When I came to the United States, I was seventeen and unwilling to move miles away from my hometown. I admit that I was a homebody and the idea of change gave me nightmares. I thought, “I am here all alone. There is nobody I know there. How will I do this by myself? Why do I have to do this?” These questions ran in my mind on repeat, and at the time, I did not know how to manage my anxiety. Everyone around me seemed to be better prepared for the move, but that wasn’t true. Several of us were hiding behind mirages, hoping that our fears remained undiscovered.

The worst and funniest part was that I didn’t pack right for the move. I had three suitcases filled with things that I was emotionally attached to. I was literally tugging baggage from my past to a new chapter. My first suitcase was filled with photographs, albums, books, and collectible items. My second suitcase had clothes that I would never wear, but I truly believed that I would. Finally, my third suitcase had winter clothes that I tugged from Canada, which were very useful during the Boston winters. The saddest part is that all three suitcases were overweight, just as how my anxiety had become heavy within me.

After checking in at the international students’ orientation, with the help of my mother, we dragged the same suitcases up the dreadful hills and staircases of my university.  By the time we reached my single room, I had no energy left to unpack, because my anxiety had completely drained me out. My mother asked me to attend the orientation activity even when I had no motivation to go. I feared that by the time I was back, I would have to bid goodbye to her.

With a brave face, I went ahead to meet my new classmates and made a few friends in the process. By the time I returned to my room, everything was put back in place and a sense of sadness filled me. After a brief conversation with my mother, we hugged and said goodbye, since she had to take her flight back the next day.
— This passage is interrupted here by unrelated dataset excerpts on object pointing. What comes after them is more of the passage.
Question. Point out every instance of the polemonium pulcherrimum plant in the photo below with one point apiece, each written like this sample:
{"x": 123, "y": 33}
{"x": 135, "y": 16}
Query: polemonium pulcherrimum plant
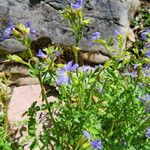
{"x": 77, "y": 23}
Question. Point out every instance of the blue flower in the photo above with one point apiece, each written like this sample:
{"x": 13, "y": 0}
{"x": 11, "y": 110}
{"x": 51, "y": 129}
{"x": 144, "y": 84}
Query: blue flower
{"x": 41, "y": 54}
{"x": 135, "y": 66}
{"x": 145, "y": 34}
{"x": 28, "y": 25}
{"x": 64, "y": 73}
{"x": 86, "y": 68}
{"x": 147, "y": 54}
{"x": 147, "y": 134}
{"x": 146, "y": 71}
{"x": 87, "y": 134}
{"x": 94, "y": 36}
{"x": 133, "y": 74}
{"x": 77, "y": 5}
{"x": 96, "y": 144}
{"x": 145, "y": 99}
{"x": 8, "y": 30}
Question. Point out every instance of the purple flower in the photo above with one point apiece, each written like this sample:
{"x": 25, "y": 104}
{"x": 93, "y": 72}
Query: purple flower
{"x": 96, "y": 144}
{"x": 77, "y": 5}
{"x": 144, "y": 34}
{"x": 116, "y": 33}
{"x": 28, "y": 25}
{"x": 65, "y": 73}
{"x": 146, "y": 71}
{"x": 41, "y": 54}
{"x": 85, "y": 68}
{"x": 133, "y": 74}
{"x": 87, "y": 134}
{"x": 147, "y": 44}
{"x": 94, "y": 36}
{"x": 147, "y": 134}
{"x": 145, "y": 99}
{"x": 8, "y": 30}
{"x": 135, "y": 66}
{"x": 147, "y": 54}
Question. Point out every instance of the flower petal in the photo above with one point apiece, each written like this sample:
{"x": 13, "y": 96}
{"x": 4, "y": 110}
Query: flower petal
{"x": 41, "y": 54}
{"x": 96, "y": 144}
{"x": 74, "y": 67}
{"x": 68, "y": 65}
{"x": 87, "y": 134}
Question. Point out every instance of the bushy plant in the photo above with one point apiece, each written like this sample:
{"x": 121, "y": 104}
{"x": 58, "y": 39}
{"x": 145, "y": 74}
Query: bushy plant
{"x": 102, "y": 107}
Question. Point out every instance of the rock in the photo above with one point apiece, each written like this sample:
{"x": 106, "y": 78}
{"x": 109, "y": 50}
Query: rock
{"x": 26, "y": 81}
{"x": 10, "y": 46}
{"x": 21, "y": 100}
{"x": 107, "y": 16}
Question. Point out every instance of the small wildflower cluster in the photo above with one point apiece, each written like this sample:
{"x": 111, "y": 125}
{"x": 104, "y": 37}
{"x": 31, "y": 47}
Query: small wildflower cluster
{"x": 109, "y": 101}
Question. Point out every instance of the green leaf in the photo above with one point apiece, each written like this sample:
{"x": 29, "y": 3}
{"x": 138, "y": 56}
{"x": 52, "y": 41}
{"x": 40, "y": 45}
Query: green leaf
{"x": 17, "y": 59}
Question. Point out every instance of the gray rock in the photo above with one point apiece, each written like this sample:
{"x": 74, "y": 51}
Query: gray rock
{"x": 10, "y": 46}
{"x": 107, "y": 16}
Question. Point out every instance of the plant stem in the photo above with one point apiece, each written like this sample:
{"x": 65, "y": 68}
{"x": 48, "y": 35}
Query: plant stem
{"x": 44, "y": 98}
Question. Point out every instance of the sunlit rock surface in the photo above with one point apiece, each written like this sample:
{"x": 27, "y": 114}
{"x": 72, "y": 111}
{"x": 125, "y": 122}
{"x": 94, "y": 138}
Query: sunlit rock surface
{"x": 107, "y": 16}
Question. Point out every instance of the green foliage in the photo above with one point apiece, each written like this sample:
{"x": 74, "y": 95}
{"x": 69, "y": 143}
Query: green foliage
{"x": 142, "y": 18}
{"x": 108, "y": 101}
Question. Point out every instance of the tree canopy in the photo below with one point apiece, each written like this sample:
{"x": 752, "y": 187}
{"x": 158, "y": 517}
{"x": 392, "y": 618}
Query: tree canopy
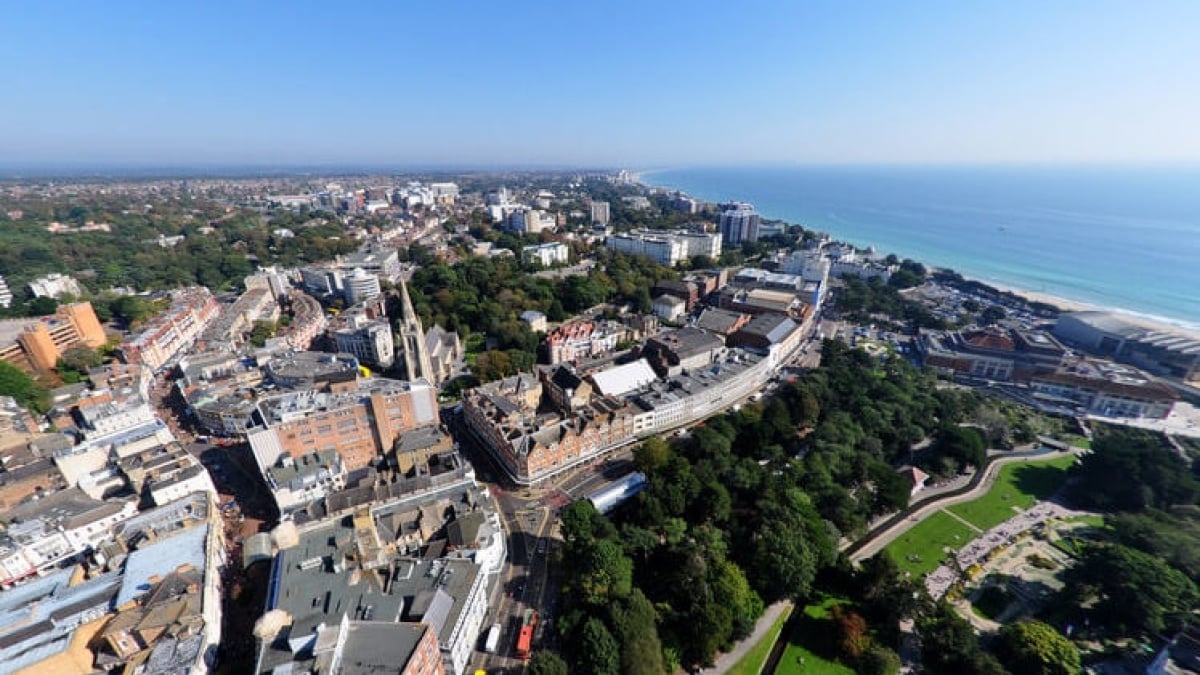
{"x": 1036, "y": 647}
{"x": 16, "y": 383}
{"x": 1132, "y": 470}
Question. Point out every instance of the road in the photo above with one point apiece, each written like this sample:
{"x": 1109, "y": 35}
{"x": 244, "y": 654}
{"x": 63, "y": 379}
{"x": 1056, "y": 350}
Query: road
{"x": 529, "y": 517}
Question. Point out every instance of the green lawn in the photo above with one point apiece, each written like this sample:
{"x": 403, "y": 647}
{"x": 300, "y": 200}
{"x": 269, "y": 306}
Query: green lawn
{"x": 751, "y": 663}
{"x": 922, "y": 549}
{"x": 798, "y": 657}
{"x": 1019, "y": 484}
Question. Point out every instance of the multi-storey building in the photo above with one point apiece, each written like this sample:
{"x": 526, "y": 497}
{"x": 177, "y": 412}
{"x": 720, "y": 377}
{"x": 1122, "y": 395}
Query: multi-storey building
{"x": 309, "y": 321}
{"x": 360, "y": 424}
{"x": 343, "y": 571}
{"x": 738, "y": 223}
{"x": 546, "y": 255}
{"x": 228, "y": 330}
{"x": 166, "y": 473}
{"x": 600, "y": 213}
{"x": 1107, "y": 389}
{"x": 412, "y": 341}
{"x": 537, "y": 429}
{"x": 297, "y": 483}
{"x": 666, "y": 248}
{"x": 58, "y": 526}
{"x": 361, "y": 286}
{"x": 991, "y": 353}
{"x": 5, "y": 293}
{"x": 372, "y": 260}
{"x": 173, "y": 330}
{"x": 54, "y": 286}
{"x": 313, "y": 370}
{"x": 35, "y": 345}
{"x": 369, "y": 341}
{"x": 581, "y": 339}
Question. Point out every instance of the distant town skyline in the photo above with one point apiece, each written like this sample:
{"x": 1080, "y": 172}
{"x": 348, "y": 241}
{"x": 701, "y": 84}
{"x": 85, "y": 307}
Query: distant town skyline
{"x": 543, "y": 84}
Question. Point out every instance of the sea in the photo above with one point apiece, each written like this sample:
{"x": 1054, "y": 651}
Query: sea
{"x": 1123, "y": 238}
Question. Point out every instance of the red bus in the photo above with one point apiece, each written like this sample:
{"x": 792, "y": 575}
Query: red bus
{"x": 525, "y": 638}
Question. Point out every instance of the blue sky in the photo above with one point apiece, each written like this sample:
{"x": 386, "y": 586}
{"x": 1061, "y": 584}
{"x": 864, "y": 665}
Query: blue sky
{"x": 607, "y": 83}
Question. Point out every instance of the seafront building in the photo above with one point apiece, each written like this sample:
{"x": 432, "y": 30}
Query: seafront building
{"x": 667, "y": 248}
{"x": 1161, "y": 352}
{"x": 991, "y": 353}
{"x": 738, "y": 223}
{"x": 600, "y": 213}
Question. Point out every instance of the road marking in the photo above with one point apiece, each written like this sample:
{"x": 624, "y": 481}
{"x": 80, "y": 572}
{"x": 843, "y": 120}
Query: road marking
{"x": 963, "y": 520}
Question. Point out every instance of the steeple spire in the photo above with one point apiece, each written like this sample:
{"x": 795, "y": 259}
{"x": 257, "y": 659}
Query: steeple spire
{"x": 412, "y": 340}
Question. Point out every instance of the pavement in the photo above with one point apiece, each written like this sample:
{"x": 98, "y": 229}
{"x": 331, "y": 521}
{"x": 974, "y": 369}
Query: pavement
{"x": 727, "y": 661}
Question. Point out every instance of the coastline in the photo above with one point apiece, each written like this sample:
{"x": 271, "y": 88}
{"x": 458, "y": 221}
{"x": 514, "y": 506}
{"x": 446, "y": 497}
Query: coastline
{"x": 1151, "y": 322}
{"x": 1068, "y": 305}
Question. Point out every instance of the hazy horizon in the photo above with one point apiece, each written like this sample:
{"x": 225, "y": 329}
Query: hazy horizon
{"x": 599, "y": 85}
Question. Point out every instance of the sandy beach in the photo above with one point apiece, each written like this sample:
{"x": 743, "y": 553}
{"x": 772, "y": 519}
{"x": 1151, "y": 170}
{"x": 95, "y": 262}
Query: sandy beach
{"x": 1151, "y": 323}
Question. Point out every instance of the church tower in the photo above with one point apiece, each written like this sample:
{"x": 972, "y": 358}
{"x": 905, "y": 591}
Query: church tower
{"x": 412, "y": 340}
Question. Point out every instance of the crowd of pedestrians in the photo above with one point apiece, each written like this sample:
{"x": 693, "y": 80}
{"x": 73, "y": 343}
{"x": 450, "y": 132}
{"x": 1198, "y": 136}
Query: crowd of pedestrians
{"x": 982, "y": 547}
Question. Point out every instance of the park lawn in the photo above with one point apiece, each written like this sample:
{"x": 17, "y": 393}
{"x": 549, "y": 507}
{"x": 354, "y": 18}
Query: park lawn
{"x": 751, "y": 663}
{"x": 797, "y": 657}
{"x": 1019, "y": 484}
{"x": 928, "y": 541}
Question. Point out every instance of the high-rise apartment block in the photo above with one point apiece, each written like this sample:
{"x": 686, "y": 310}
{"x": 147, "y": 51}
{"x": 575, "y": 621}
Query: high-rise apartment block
{"x": 666, "y": 248}
{"x": 600, "y": 213}
{"x": 739, "y": 222}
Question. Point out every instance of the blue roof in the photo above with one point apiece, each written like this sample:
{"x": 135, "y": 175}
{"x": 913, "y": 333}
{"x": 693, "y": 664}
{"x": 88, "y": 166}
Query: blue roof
{"x": 161, "y": 559}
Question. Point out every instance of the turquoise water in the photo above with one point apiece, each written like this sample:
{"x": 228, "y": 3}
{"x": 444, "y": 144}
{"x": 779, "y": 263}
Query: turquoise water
{"x": 1125, "y": 238}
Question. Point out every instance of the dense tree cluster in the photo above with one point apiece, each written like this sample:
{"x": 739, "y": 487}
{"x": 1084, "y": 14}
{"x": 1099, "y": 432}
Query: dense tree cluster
{"x": 485, "y": 297}
{"x": 1132, "y": 470}
{"x": 219, "y": 249}
{"x": 1037, "y": 649}
{"x": 28, "y": 393}
{"x": 748, "y": 509}
{"x": 1143, "y": 583}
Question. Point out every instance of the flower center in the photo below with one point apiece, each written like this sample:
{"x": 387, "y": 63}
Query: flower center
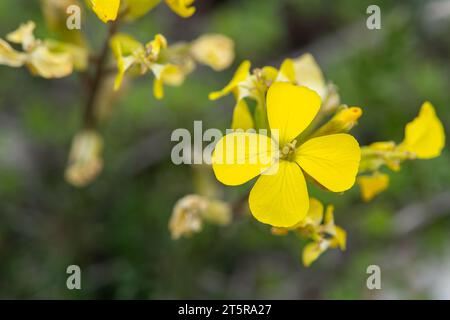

I remember sitting on my bed and hoping that I could get out of my room to see my parents watching television downstairs. I almost wished that I could hear the sound of the television or their voices echo in the hallway.

This is it. This is what it feels like to be on your own. Shikha, you will have to be stronger and braver than you think you are.

After several years, some of my close friends and I talked about how traumatic moving to a new country can be. I used to think I was the only one that feared the move, but I wasn’t. All of us tried to keep our heads above the water, hoping to not drown. Some adapted quicker than the others, while some found the change to be extremely frightening. Some drowned, while others survived the powerful waves of change.

With time, I had to let go of the things that I brought with me in my three suitcases.  They were no longer useful, and had become unnecessary baggage that I didn’t feel attached to. I had become much stronger and braver than I thought I was.